Utopie? A en croire Lordon toujours (vidéo 2, autour de 16:00), la critique de la pensée néolibérale existe à présent au sein même de ses plus imposantes citadelles: au FMI, à l’OCDE, dans le magazine néolibéral The Economist existent des courants de pensées et même des écrits remettant en cause des éléments du dogme: non, la baisse des impôts des plus riches ne se compense pas par une augmentation des revenus fiscaux du fait d’une très théorique augmentation de l’activité économique. Non, la déréglementation et la flexibilité du travail n’impacte pas de manière significative la performance économique. Non, la croissance des inégalités n’entraîne pas la croissance économique – cela pourrait même être l’inverse. Tout cela est bien entendu sujet à discussion et je ne crois certainement pas qu’un matraquage fiscal combiné à la soviétisation du marché du travail (zéro flexibilité et le même salaire pour tous) soit une proposition économiquement et socialement intéressante, mais la loi de la jungle non plus.

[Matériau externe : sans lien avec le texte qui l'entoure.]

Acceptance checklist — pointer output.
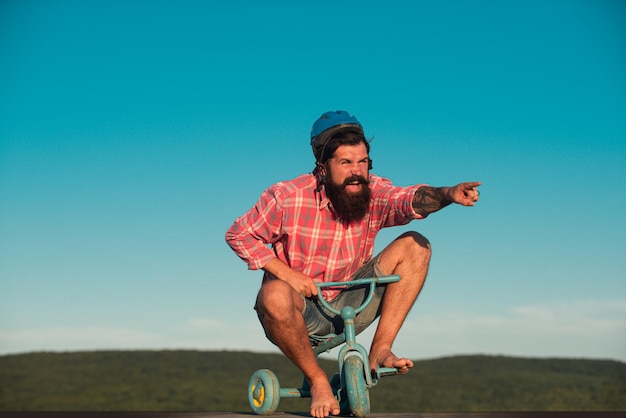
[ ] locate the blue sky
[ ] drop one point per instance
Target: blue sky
(133, 133)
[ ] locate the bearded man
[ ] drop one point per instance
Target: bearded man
(321, 226)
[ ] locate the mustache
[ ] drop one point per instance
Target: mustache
(355, 179)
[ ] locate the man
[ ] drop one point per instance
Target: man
(321, 227)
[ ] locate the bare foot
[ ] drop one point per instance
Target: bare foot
(323, 402)
(385, 358)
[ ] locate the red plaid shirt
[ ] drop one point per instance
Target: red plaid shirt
(295, 219)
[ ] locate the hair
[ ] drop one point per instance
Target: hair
(346, 136)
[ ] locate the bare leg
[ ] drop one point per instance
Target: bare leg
(280, 307)
(409, 257)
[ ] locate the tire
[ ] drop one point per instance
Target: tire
(263, 392)
(354, 388)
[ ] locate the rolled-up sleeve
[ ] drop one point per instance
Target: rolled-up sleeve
(250, 234)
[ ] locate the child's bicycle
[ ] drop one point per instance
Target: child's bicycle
(354, 378)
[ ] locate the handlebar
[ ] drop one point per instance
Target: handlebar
(371, 281)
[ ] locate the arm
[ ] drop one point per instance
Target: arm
(431, 199)
(302, 283)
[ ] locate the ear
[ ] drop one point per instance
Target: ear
(322, 169)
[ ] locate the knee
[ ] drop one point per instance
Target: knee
(276, 300)
(415, 245)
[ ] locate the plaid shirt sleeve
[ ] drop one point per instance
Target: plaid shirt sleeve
(250, 234)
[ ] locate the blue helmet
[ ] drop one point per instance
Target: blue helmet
(327, 125)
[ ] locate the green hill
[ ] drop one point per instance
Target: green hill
(217, 381)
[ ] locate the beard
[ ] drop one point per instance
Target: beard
(349, 208)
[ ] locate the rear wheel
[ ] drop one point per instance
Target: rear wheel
(263, 392)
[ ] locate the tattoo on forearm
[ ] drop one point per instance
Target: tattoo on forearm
(428, 200)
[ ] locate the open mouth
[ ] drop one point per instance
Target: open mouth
(354, 181)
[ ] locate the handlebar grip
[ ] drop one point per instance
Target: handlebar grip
(368, 280)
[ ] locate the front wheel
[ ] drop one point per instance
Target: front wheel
(264, 392)
(354, 387)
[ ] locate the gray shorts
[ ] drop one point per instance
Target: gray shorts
(320, 322)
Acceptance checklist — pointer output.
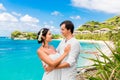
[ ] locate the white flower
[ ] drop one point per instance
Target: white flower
(40, 35)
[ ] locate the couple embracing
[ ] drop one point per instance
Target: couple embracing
(60, 63)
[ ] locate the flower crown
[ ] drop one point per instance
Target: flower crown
(40, 35)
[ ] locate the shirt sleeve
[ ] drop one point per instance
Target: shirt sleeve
(74, 53)
(58, 48)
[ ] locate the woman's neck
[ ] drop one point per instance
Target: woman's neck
(69, 37)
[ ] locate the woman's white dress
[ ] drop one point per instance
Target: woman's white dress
(56, 73)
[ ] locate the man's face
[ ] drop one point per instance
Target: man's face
(64, 31)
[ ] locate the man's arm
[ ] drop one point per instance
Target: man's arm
(63, 65)
(72, 57)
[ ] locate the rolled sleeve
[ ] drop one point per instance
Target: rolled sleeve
(74, 53)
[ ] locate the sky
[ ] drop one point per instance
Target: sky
(32, 15)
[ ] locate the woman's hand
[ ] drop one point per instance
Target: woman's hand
(67, 49)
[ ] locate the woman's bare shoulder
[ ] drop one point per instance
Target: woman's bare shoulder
(40, 50)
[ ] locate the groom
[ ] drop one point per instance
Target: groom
(68, 65)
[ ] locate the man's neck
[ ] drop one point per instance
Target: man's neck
(69, 37)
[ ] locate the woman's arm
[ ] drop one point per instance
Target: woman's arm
(53, 63)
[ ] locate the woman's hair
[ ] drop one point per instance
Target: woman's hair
(43, 32)
(68, 25)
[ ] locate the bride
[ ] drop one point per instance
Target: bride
(48, 54)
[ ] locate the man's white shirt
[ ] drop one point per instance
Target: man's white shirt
(70, 72)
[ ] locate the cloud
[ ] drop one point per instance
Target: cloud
(52, 28)
(107, 6)
(28, 18)
(16, 14)
(8, 27)
(2, 7)
(75, 17)
(7, 17)
(56, 13)
(10, 23)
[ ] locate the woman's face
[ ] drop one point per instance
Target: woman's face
(64, 31)
(48, 36)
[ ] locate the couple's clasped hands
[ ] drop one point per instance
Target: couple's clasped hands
(66, 52)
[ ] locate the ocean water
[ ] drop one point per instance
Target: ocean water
(19, 60)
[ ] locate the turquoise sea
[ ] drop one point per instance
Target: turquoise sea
(19, 60)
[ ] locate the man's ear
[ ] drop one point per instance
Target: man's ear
(43, 37)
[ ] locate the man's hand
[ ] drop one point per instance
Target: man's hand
(48, 68)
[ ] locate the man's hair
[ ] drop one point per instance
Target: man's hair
(68, 25)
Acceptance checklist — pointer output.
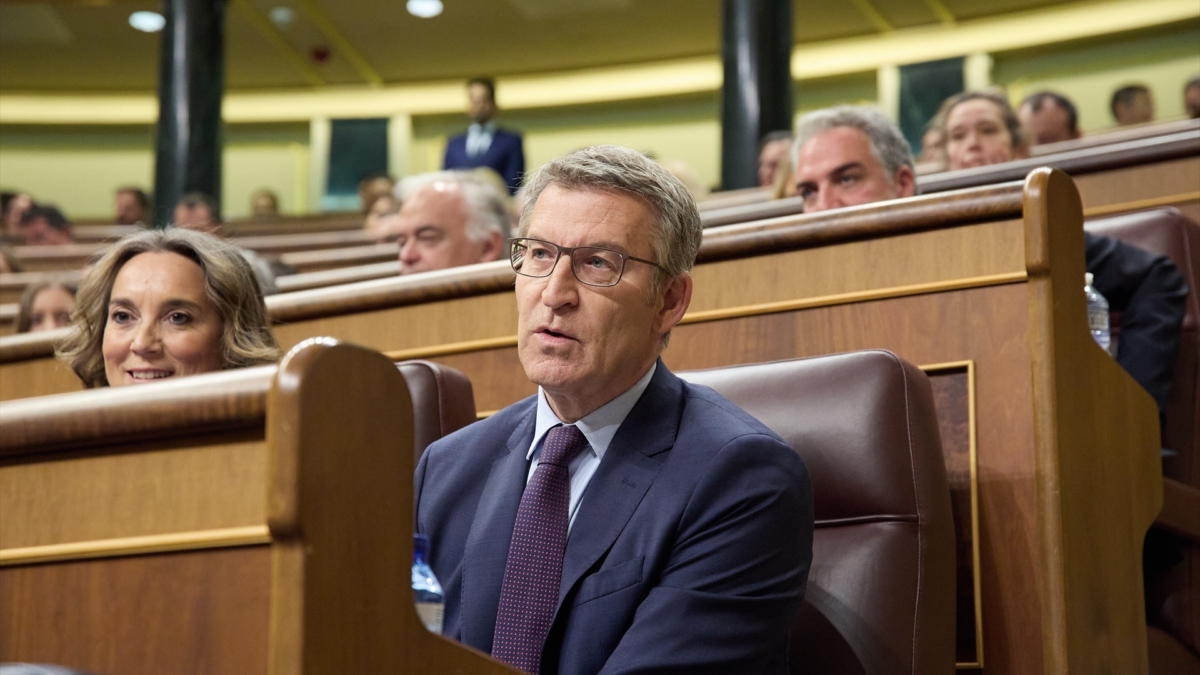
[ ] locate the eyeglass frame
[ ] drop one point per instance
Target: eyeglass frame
(570, 256)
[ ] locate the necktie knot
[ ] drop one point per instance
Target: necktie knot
(563, 443)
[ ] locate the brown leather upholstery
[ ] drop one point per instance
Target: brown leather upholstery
(881, 591)
(443, 401)
(1173, 597)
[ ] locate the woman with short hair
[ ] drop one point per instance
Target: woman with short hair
(46, 305)
(167, 303)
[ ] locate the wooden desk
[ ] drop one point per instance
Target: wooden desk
(249, 521)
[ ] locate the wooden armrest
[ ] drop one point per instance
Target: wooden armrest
(1181, 509)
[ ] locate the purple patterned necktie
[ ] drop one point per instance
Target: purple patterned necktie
(534, 569)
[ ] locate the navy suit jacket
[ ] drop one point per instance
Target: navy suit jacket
(689, 553)
(505, 155)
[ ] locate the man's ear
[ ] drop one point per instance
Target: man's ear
(676, 299)
(492, 248)
(905, 181)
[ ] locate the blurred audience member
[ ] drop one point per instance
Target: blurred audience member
(163, 304)
(197, 211)
(45, 306)
(46, 226)
(1192, 97)
(372, 186)
(445, 220)
(933, 145)
(486, 144)
(15, 209)
(132, 207)
(981, 129)
(1049, 118)
(9, 263)
(851, 155)
(264, 204)
(383, 207)
(773, 149)
(1133, 105)
(1146, 288)
(785, 178)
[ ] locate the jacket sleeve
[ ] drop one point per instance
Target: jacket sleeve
(514, 165)
(1150, 293)
(737, 571)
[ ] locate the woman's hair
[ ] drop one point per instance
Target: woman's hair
(229, 285)
(25, 309)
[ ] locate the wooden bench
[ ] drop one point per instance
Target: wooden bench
(249, 521)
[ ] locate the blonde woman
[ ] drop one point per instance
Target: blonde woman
(167, 303)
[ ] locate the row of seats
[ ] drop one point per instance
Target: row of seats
(865, 425)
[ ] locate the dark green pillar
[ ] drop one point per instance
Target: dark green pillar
(191, 83)
(756, 99)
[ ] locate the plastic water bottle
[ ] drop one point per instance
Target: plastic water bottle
(1098, 315)
(426, 591)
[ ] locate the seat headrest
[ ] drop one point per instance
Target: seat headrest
(859, 420)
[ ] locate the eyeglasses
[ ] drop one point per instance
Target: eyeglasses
(592, 264)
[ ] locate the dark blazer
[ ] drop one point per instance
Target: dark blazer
(689, 551)
(505, 155)
(1151, 296)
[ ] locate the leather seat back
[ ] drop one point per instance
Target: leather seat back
(443, 401)
(881, 593)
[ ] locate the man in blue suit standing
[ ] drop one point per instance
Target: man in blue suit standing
(486, 144)
(621, 520)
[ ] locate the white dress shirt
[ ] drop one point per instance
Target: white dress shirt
(479, 138)
(598, 426)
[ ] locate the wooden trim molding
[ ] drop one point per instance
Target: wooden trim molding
(225, 537)
(215, 402)
(1141, 204)
(741, 311)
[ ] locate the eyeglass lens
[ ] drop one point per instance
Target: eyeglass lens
(595, 267)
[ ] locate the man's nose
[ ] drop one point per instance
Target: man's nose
(562, 287)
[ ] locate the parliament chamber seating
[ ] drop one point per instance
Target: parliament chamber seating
(1174, 595)
(881, 590)
(245, 521)
(1042, 431)
(443, 401)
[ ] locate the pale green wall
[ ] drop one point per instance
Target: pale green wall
(1090, 72)
(78, 168)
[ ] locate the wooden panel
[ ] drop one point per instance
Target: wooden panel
(143, 490)
(955, 420)
(201, 613)
(413, 326)
(36, 377)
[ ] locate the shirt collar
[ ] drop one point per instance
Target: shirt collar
(598, 426)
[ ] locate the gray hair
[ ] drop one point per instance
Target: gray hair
(487, 207)
(677, 230)
(887, 143)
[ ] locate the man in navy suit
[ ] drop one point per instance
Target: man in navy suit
(486, 144)
(621, 520)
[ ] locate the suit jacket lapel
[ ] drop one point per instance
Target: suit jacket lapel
(487, 544)
(624, 476)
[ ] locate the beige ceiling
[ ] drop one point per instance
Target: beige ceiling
(89, 46)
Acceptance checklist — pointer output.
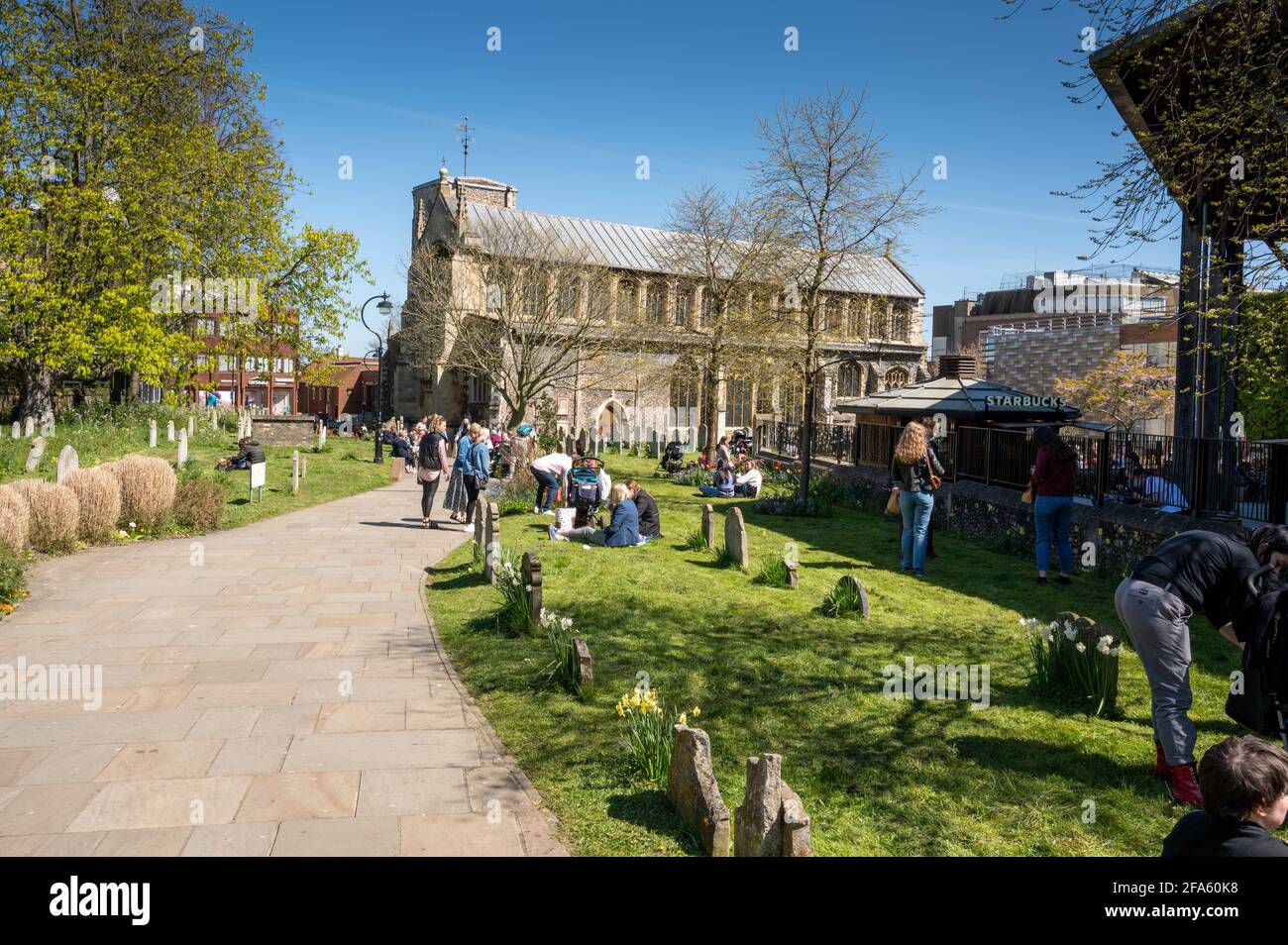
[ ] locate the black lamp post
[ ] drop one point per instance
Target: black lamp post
(385, 306)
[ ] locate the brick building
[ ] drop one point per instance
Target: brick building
(353, 390)
(875, 305)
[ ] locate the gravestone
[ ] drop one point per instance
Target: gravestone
(67, 463)
(864, 608)
(532, 582)
(585, 671)
(38, 451)
(492, 533)
(735, 537)
(694, 791)
(772, 821)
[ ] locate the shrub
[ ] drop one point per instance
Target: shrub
(772, 572)
(562, 669)
(1074, 656)
(13, 577)
(147, 486)
(648, 733)
(54, 514)
(99, 501)
(198, 503)
(14, 518)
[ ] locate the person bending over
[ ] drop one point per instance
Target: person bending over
(1189, 572)
(1244, 785)
(651, 520)
(622, 528)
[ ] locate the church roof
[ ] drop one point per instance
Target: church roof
(643, 249)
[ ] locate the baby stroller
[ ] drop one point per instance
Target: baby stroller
(673, 460)
(1262, 625)
(584, 492)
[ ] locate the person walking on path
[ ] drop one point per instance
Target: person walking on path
(914, 473)
(455, 498)
(432, 455)
(1051, 486)
(1189, 572)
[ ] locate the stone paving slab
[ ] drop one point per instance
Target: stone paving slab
(273, 690)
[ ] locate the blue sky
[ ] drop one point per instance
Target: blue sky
(580, 90)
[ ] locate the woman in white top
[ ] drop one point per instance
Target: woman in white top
(550, 472)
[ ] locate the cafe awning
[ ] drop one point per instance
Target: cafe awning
(961, 399)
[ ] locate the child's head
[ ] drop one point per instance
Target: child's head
(1245, 779)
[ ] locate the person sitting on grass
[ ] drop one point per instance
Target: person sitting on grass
(651, 520)
(622, 531)
(1244, 785)
(249, 454)
(724, 484)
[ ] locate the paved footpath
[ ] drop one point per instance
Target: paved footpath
(277, 689)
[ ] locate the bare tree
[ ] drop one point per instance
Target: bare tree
(516, 305)
(823, 174)
(734, 253)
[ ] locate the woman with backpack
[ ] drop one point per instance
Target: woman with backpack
(432, 455)
(1051, 488)
(914, 475)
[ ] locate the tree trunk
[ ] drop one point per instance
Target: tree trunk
(38, 394)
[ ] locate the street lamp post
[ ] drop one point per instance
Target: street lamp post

Comme le dit Gilles vers la fin de la seconde vidéo, il faut arriver à sortir du cadre de discussion imposé par les médias et leurs donneurs d’ordre. En l’occurrence, sortir du débat enfermé dans le cadre du système salarial actuel pour l’insérer dans le cadre d’une réelle démocratie participative. Ou encore, comme le dit Lordon of course, il ne s’agit plus de dire ce que nous ne voulons pas (ou, plus prosaïquement, ou nous nous mettons les réformes dont nous ne voulons pas) mais de dire ce que nous voulons. Un vrai mouvement politique transformateur fonctionne aux deux ingrédients que sont la colère et l’espoir. S’il y a juste la colère et le refus cela finira pas se perdre dans les sables et tout le monde fera retour à l’écurie. Par contre s’il y a la perspective d’un débouché alors là oui il peut se passer quelque chose. Mais encore faut-il en avoir l’idée claire et distincte.

De ce constat frappé du sceau du bon sens Lordon fait une proposition qu’il nomme République sociale, un concept issu de la révolution de 1848 et qui implique une forme de démocratie totale: non plus un vote tous les cinq ans mais une forme de participation continue à tous les étages: national, local, lieu de travail, etc…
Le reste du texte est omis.